What would Nettie and Charlie Bullis have thought of such a machine? We think that  Nettie may have been impressed with its efficiency and Charlie, with the novelty of the thing.  Charlie may have even decided to try to build his own version of the machine.

Please plan to come and see this fun demo. And if you'd like to visit the Bullis Room after the 3-D presentation, we'll be glad to give you a quick tour. (But we have to be out before 8 PM! Or else we may turn into a plastic Spongebob Squarepants.)

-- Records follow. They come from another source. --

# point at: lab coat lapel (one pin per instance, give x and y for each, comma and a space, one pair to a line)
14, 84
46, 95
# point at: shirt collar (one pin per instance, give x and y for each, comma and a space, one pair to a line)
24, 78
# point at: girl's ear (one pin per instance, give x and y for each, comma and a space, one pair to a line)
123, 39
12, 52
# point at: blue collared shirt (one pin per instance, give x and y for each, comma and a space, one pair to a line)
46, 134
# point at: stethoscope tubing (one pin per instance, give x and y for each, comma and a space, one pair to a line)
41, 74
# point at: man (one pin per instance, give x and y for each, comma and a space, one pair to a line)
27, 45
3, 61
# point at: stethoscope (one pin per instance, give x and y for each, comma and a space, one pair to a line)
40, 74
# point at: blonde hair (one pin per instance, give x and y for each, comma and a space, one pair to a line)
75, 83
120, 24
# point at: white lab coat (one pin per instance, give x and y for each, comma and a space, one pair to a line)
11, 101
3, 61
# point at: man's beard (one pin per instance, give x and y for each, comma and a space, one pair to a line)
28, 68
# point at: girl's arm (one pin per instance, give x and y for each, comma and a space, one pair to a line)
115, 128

Thursday, December 10, 2009

THE GIFT OF DIVERSITY

This week, volunteers put together a new display in the case outside the Bullis Room., display celebrating diversity and suggesting that viewers resolve to read a variety of new topics and discover new authors in the coming new year. Some of our suggestions are:

Rupert, by the Grace of God
the Story of an Unrecorded plot set forth by Will Fortesque
Edited and revised by Dora Greenwell McChesney, published in 1899

Two Little Savages
Being the adventures of two boys who lived as Indians and what they learned
Written by Ernest Thompson Seton, published in 1917.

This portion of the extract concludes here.